Observation model: Each observation \(y_i\) follows a Normal distribution with a mean \(\vartheta_{\xi_i}\) and variance \(\varsigma^2_{\xi_i}\) corresponding to its assigned cluster: \[ y_i \mid \xi_i, \vartheta_{\xi_i}, \varsigma^2_{\xi_i} \overset{\text{ind}}{\sim} \textsf{N}(\vartheta_{\xi_i}, \varsigma^2_{\xi_i}), \quad i = 1, \dots, n. \]
Cluster assignments prior: We use the CRP prior to define the distribution of cluster assignments \(\xi_i\): \[ p(\xi_i \mid \boldsymbol{\xi}_{-i}, \alpha) = \begin{cases} \frac{n_{-i,k}}{n - 1 + \alpha}, & \text{if } \xi_i = k \qquad\quad \,\, \text{ (existing cluster)}, \\ \frac{\alpha}{n - 1 + \alpha}, & \text{if } \xi_i = K_{-i} + 1 \,\,\, \text{ (new cluster)}. \end{cases} \]
Cluster mean prior: Each cluster-specific mean and variance \((\vartheta_k,\varsigma^2_k)\) is drawn from the base measure \(G_0\), which follows a Normal-Inverse-Gamma distribution: \[ \vartheta_k \mid \varsigma^2_k, \mu, \kappa, \overset{\text{ind.}}{\sim} \textsf{N}(\mu, \varsigma^2_k/\kappa), \quad \varsigma^2_k \mid \beta \overset{\text{i.i.d.}}{\sim} \textsf{IG}(c,\beta), \quad k = 1, \dots, K. \]
Priors for model parameters: To complete the hierarchical model, we place priors on the rest of model parameters: \[ \alpha \sim \textsf{G}(a_{\alpha}, b_{\alpha}),\quad \mu \sim \textsf{N}(a_{\mu}, b_{\mu}),\quad \kappa \sim \textsf{G}(a_{\kappa}, b_{\kappa}),\quad \beta \sim \textsf{G}(a_{\beta}, b_{\beta}). \]

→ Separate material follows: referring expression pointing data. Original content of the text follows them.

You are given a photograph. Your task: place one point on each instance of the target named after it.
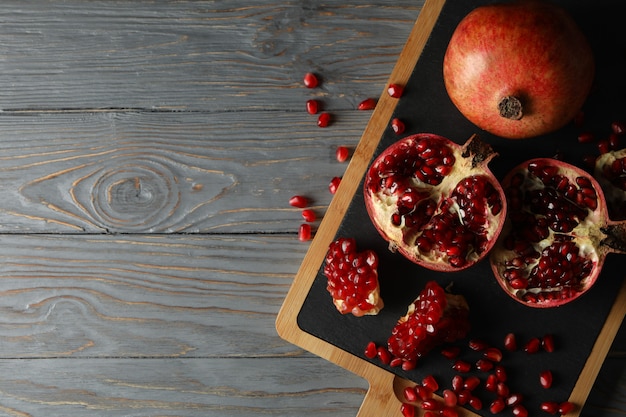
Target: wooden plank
(189, 55)
(182, 387)
(144, 296)
(166, 172)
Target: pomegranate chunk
(352, 278)
(435, 317)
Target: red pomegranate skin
(531, 50)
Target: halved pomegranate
(435, 201)
(556, 236)
(353, 278)
(610, 171)
(434, 318)
(518, 69)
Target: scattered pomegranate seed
(312, 106)
(310, 80)
(309, 215)
(497, 406)
(545, 378)
(324, 119)
(409, 394)
(430, 382)
(520, 411)
(408, 410)
(510, 342)
(462, 366)
(342, 153)
(548, 343)
(395, 90)
(367, 104)
(304, 233)
(371, 350)
(585, 137)
(477, 345)
(398, 126)
(533, 345)
(299, 201)
(334, 184)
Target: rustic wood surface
(147, 152)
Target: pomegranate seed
(310, 80)
(477, 345)
(618, 127)
(585, 137)
(498, 405)
(304, 233)
(514, 399)
(371, 350)
(533, 345)
(491, 384)
(550, 407)
(298, 201)
(384, 355)
(457, 383)
(548, 343)
(566, 407)
(449, 398)
(395, 90)
(409, 394)
(395, 362)
(398, 126)
(309, 215)
(408, 410)
(324, 119)
(545, 378)
(451, 352)
(510, 342)
(334, 184)
(367, 104)
(430, 404)
(312, 106)
(342, 153)
(520, 411)
(430, 382)
(462, 366)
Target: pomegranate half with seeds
(518, 69)
(353, 278)
(556, 236)
(435, 201)
(434, 318)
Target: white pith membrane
(384, 206)
(615, 195)
(587, 235)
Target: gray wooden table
(147, 153)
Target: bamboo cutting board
(585, 329)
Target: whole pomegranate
(353, 278)
(557, 234)
(435, 201)
(519, 69)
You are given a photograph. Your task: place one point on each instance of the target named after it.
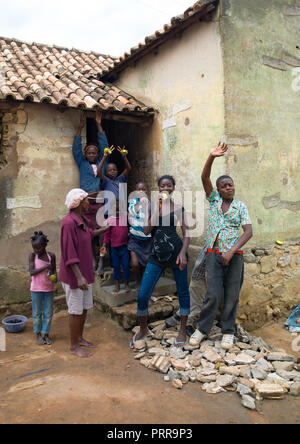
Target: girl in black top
(168, 250)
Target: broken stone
(206, 371)
(178, 353)
(140, 355)
(157, 351)
(212, 356)
(281, 357)
(247, 382)
(195, 361)
(147, 362)
(244, 359)
(245, 371)
(258, 373)
(243, 389)
(161, 363)
(268, 390)
(288, 375)
(264, 365)
(212, 388)
(230, 359)
(286, 366)
(139, 345)
(152, 343)
(225, 380)
(248, 402)
(206, 379)
(177, 383)
(243, 346)
(179, 365)
(234, 371)
(295, 389)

Joint posterior distribution

By integrating out \(G\), the joint posterior distribution of the model parameters is:

\[ \begin{aligned} p(\boldsymbol{\xi}, \boldsymbol{\vartheta}, \boldsymbol{\varsigma}^2, \alpha, \mu, \kappa, \beta \mid \boldsymbol{y}) &\propto \prod_{i=1}^n \textsf{N}(y_i \mid \vartheta_{\xi_i}, \varsigma^2_{\xi_i}) \cdot \prod_{k=1}^K \textsf{N}(\vartheta_k \mid \mu, \varsigma^2_k / \kappa) \cdot \textsf{IG}(\varsigma^2_k \mid c, \beta) \\ &\quad \cdot p(\boldsymbol{\xi} \mid \alpha) \cdot \textsf{G}(\alpha \mid a_\alpha, b_\alpha) \cdot \textsf{N}(\mu \mid a_\mu, b_\mu) \cdot \textsf{G}(\kappa \mid a_\kappa, b_\kappa) \cdot \textsf{G}(\beta \mid a_\beta, b_\beta). \end{aligned} \]

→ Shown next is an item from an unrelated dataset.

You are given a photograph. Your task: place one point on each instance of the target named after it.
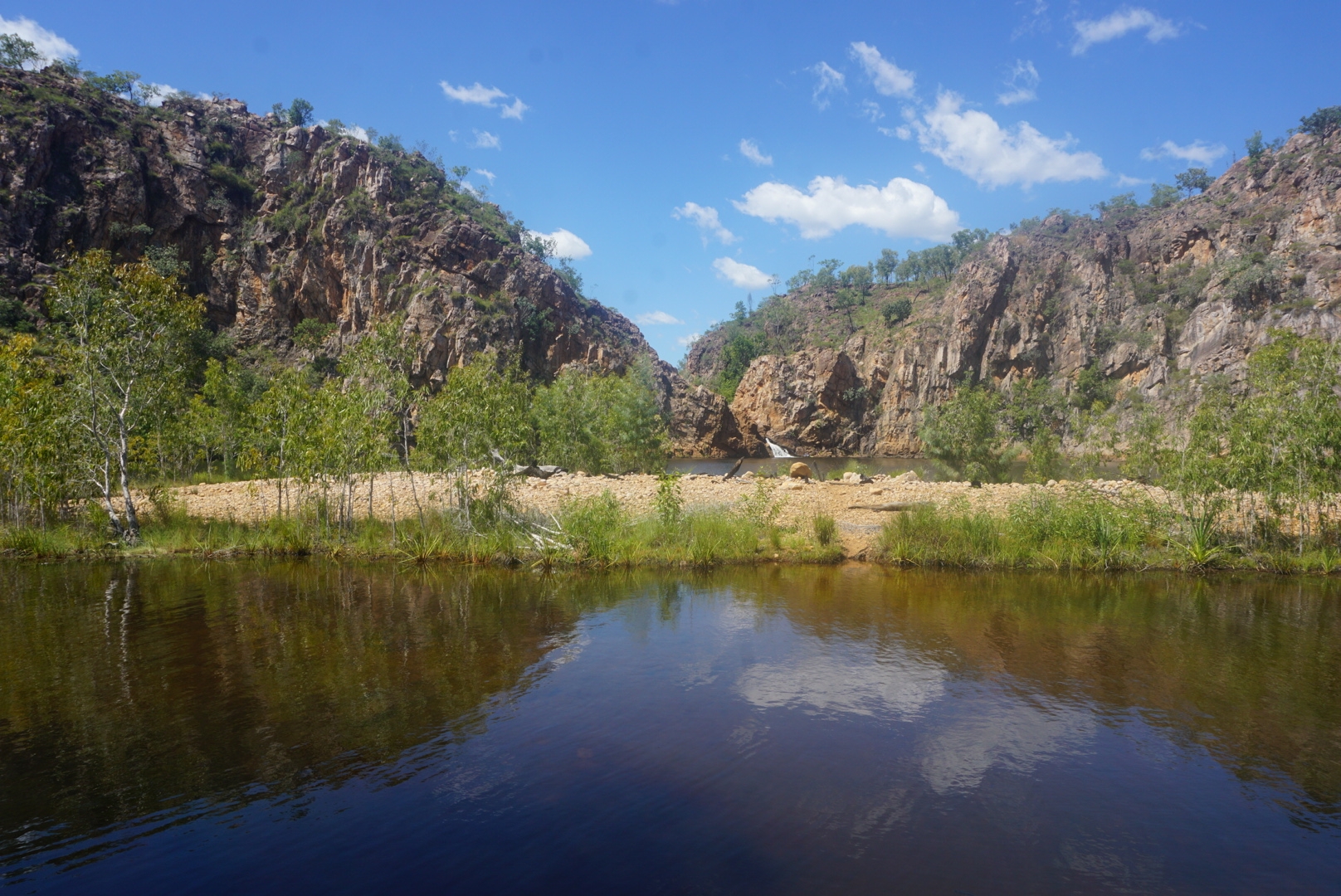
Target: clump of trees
(125, 387)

We now derive the full conditional distributions for posterior inference via Gibbs sampling.

Full Conditional for the cluster assignments \(\xi_i\)

We want to derive: \[ p(\xi_i = k \mid \boldsymbol{\xi}_{-i}, \boldsymbol{\vartheta}, \boldsymbol{\varsigma}^2, \alpha, \mu, \kappa, \beta, \mathbf{y}) \propto p(\xi_i = k \mid \boldsymbol{\xi}_{-i}, \alpha) \cdot p(y_i \mid \vartheta_k, \varsigma^2_k) \]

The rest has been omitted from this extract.